スティーヴン・ハンター / 扶桑社 / 99/09/30

★★★★★

力強い小説

 『極大射程』『ブラック・ライト』のスワガー・シリーズの4作目。ベトナムで海兵隊員として戦っていたボブ・スワガーの過去が現在とリンクする。

 このシリーズは、傍流の『ダーティホワイトボーイズ』が面白く、その他の本流の2作はどちらかといえば平凡なヒーローものだったのだが、本書『狩りのとき』は飛び抜けてよくできている。特に過去の事件が現在とリンクする、そのリンクのしかたがよく考えられている。『極大射程』のときに感じた、現代社会におけるスナイパーの活躍の余地のなさという問題も、この本ではとてもうまく解決されているように思う。これは、スワガーを追ってくるロシア人スナイパーについても、スワガー自身についても言える。

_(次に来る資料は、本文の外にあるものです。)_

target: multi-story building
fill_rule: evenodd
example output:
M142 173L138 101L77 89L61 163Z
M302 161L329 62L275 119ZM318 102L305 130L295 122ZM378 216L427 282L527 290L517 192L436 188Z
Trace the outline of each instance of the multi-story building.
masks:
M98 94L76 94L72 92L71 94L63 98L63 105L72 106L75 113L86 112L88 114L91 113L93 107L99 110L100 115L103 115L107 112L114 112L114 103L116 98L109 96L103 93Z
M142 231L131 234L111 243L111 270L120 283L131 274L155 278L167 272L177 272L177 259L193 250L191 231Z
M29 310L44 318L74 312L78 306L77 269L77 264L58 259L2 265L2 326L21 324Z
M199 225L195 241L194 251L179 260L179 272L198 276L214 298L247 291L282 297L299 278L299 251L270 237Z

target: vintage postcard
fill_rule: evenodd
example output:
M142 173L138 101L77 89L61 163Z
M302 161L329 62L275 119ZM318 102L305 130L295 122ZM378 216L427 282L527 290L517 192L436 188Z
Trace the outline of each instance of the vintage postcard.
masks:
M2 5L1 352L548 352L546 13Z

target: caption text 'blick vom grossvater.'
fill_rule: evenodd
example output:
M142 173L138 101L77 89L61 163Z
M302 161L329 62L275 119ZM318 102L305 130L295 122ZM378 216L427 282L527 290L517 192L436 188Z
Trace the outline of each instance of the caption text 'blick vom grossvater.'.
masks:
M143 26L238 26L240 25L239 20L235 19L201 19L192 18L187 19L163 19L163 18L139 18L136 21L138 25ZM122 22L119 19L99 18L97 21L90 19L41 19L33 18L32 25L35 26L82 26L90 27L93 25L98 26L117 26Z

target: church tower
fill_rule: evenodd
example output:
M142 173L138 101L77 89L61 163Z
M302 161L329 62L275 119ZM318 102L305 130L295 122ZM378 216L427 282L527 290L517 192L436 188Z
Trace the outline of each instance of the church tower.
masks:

 そもそもこれまでのシリーズの一番大きな謎は、スワガーという人がなぜこんな変な人になってしまったのかということだった。この『狩りのとき』は、ベトナム戦争でのスワガーの活躍を描くことによって、その謎の中核に迫るという非常に重要な役割を与えられた本であり、これが失敗するとシリーズ全体の基盤が揺るいでしまう。これに正面から取り組んで、これだけの本を書いてしまったスティーヴン・ハンターに心からの讃辞を贈りたい。『地上50m/mの迎撃』の方が良いなんて、まったく失礼な発言であった。